Home Building Blocks BH

The decline in the U.S. homeownership rate has been well-documented over the last couple of years; in the second quarter, the rate fell to a 51-year low of 62.9 percent.

The homeownership rate is not declining for everyone, however. There is one group that is grabbing an increasingly higher share of the American Dream of homeownership.

According to Trulia [1], the gap is closing between the homeownership rate for immigrants (U.S. residents born outside the country) and the rate for domestic-born residents. The disparity in homeownership rate between immigrants and domestic-born U.S. residents peaked in 2001 at 20.7 percentage points between the two rates but has narrowed considerably since then (15.7 percentage points in 2015).

The homeownership rate of domestic-born U.S. residents has basically stayed flat over the last two decades while the rate for immigrants has increased during that same period, according to Trulia. In 1994, the homeownership rate for immigrants was 48.1 percent, compared with 66 percent for U.S.-born residents (a difference of about 17.9 percent). Both rates rose and then peaked during the bubble years, then started to fall; however, by 2015, the homeownership rate for U.S. residents in 2015 was basically the same as it had been in 1994, while the rate for foreign-born immigrants in 2015 (50.5 percent) was 2.3 percentage points higher than it was two decades earlier.

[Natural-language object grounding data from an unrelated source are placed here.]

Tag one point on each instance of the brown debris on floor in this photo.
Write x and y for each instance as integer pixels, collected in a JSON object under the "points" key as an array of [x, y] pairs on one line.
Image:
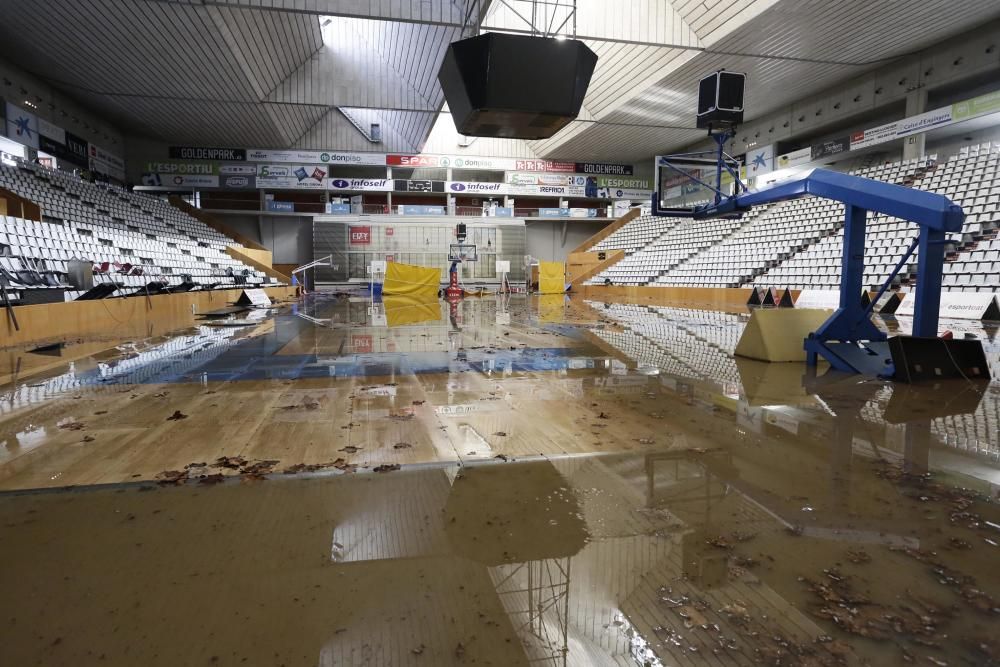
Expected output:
{"points": [[963, 585], [216, 478], [914, 623], [230, 462], [339, 464], [171, 477], [858, 556]]}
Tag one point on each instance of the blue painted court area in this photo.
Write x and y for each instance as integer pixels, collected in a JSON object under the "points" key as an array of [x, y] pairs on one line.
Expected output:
{"points": [[221, 354]]}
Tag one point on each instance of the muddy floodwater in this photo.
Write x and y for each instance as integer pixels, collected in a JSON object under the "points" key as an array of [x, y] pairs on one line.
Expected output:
{"points": [[516, 481]]}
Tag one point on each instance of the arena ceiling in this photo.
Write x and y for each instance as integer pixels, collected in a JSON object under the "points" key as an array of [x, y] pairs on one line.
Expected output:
{"points": [[316, 73]]}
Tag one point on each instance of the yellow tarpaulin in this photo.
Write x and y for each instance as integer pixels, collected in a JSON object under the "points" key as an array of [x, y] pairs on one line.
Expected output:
{"points": [[411, 280], [551, 278], [403, 310]]}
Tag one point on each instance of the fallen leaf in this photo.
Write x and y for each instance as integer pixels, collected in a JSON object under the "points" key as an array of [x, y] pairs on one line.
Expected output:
{"points": [[211, 479], [174, 477]]}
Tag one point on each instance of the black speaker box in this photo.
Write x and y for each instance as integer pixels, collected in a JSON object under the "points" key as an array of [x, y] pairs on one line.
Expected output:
{"points": [[514, 86], [720, 100]]}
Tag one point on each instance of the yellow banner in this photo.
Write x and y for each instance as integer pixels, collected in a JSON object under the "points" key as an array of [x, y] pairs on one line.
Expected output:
{"points": [[551, 277], [411, 280], [403, 310]]}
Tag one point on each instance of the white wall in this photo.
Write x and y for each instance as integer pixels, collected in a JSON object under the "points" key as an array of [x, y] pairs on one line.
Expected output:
{"points": [[289, 238], [545, 238]]}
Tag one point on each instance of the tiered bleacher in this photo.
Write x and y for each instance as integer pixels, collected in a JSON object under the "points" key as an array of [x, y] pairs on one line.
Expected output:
{"points": [[682, 238], [799, 244], [633, 236], [132, 239]]}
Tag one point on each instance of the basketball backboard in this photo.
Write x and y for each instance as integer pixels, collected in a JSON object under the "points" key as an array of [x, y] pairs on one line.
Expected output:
{"points": [[462, 252]]}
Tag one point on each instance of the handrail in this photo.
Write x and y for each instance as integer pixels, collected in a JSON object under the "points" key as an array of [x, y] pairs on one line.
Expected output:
{"points": [[324, 261]]}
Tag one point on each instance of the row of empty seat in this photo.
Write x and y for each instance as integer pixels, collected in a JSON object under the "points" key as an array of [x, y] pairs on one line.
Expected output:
{"points": [[799, 243], [132, 239]]}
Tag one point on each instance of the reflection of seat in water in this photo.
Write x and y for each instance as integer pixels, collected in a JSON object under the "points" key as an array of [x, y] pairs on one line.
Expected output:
{"points": [[403, 310], [514, 512]]}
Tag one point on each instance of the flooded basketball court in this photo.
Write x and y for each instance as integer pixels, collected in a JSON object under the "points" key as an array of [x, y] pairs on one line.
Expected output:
{"points": [[507, 482]]}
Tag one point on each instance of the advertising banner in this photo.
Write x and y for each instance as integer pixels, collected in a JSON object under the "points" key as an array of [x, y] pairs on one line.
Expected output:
{"points": [[471, 188], [549, 190], [22, 126], [174, 167], [977, 106], [361, 184], [553, 213], [509, 164], [180, 180], [418, 186], [238, 181], [760, 161], [924, 122], [794, 159], [527, 178], [830, 148], [903, 128], [240, 169], [546, 165], [419, 209], [360, 235], [198, 153], [603, 169], [71, 149], [623, 193], [628, 183], [454, 161], [78, 148], [294, 176], [315, 157], [280, 206], [51, 131]]}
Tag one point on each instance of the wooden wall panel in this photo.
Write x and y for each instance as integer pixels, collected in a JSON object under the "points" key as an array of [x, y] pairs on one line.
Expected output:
{"points": [[108, 319]]}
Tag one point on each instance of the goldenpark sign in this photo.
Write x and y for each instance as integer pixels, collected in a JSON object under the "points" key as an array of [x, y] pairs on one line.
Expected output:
{"points": [[395, 160]]}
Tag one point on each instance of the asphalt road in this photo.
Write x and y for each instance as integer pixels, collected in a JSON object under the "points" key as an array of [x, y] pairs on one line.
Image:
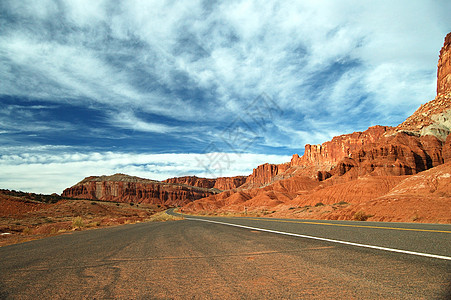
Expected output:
{"points": [[196, 259]]}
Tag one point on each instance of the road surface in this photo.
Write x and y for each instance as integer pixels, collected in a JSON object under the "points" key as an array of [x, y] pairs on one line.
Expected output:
{"points": [[198, 259]]}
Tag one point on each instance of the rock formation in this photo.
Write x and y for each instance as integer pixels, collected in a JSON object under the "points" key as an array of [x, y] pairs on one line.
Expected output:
{"points": [[124, 188], [444, 67], [220, 183], [357, 168]]}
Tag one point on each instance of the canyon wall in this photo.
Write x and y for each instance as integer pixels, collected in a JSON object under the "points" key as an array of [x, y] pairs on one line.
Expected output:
{"points": [[124, 188], [220, 183]]}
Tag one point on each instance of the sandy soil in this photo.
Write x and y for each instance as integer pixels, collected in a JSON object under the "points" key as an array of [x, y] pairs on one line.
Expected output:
{"points": [[23, 219]]}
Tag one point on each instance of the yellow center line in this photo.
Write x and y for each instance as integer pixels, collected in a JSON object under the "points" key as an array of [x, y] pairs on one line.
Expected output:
{"points": [[347, 225], [333, 224]]}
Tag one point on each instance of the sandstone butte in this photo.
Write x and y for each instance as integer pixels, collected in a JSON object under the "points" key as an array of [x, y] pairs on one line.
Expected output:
{"points": [[398, 173]]}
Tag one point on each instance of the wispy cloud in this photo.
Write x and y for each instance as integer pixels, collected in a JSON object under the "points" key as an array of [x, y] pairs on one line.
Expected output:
{"points": [[180, 73], [49, 173]]}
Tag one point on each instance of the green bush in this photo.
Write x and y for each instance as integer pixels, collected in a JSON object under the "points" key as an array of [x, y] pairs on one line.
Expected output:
{"points": [[78, 223], [361, 216]]}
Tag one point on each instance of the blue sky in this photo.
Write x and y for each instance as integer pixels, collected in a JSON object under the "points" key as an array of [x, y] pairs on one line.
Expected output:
{"points": [[169, 88]]}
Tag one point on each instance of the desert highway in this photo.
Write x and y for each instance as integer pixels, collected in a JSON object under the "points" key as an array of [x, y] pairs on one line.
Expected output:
{"points": [[234, 258]]}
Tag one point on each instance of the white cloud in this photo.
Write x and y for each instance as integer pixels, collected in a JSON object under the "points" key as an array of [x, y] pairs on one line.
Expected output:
{"points": [[49, 173], [158, 57]]}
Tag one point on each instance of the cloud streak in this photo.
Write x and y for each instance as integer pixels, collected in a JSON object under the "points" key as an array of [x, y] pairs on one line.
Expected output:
{"points": [[49, 173], [170, 77]]}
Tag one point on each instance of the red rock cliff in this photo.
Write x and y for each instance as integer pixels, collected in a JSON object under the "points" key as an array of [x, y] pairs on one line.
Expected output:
{"points": [[264, 174], [124, 188], [328, 154], [444, 67], [221, 183]]}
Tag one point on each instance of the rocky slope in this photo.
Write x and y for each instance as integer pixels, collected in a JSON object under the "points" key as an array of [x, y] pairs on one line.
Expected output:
{"points": [[356, 168], [220, 183], [124, 188]]}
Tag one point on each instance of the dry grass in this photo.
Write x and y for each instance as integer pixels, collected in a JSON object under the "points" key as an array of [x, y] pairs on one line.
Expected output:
{"points": [[163, 217], [78, 223], [361, 216]]}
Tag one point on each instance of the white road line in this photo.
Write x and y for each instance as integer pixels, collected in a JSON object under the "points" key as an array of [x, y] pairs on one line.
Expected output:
{"points": [[328, 240]]}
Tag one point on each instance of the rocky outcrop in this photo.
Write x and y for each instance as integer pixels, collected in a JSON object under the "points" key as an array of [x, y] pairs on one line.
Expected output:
{"points": [[124, 188], [229, 183], [354, 168], [444, 67], [264, 174], [328, 154], [221, 183], [193, 181]]}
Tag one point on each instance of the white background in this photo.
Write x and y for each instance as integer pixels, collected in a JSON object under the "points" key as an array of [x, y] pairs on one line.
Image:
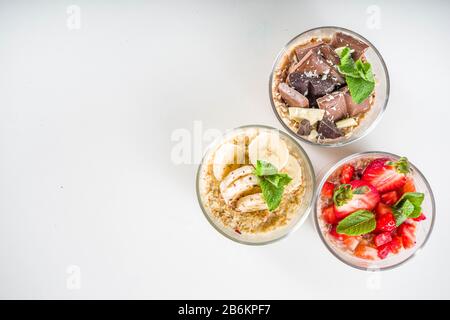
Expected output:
{"points": [[86, 118]]}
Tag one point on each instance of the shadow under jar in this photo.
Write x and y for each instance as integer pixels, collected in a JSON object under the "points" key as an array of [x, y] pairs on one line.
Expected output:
{"points": [[361, 252], [311, 97]]}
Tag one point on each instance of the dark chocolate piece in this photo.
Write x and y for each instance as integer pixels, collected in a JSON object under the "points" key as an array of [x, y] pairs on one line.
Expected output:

Homeownership has long been viewed as a key to economic prosperity and building wealth. The closing disparity between the two and the fact that the homeownership rate is higher for immigrants than it was two decades ago indicates that immigrants are building more wealth and contributing more to the economy, according to Trulia.

Immigrants are closing the gap because many of them are staying in the U.S. longer and building up a solid credit history and employment history, Trulia found.  For instance, the homeownership rate among immigrants who have lived in the country for five years or less was much lower than that of immigrants who have lived in the U.S. for 10 or more years in every state.

“This is likely due to the fact that immigrants who lived in the U.S. less than five years do not have adequate credit history in the U.S. to obtain a mortgage, which forces them to rent rather than own,” said Mark Uh, data scientist with Trulia. “Thus, those states with a greater proportion of foreign-born having lived in the U.S. for longer durations saw higher rates of homeownership.”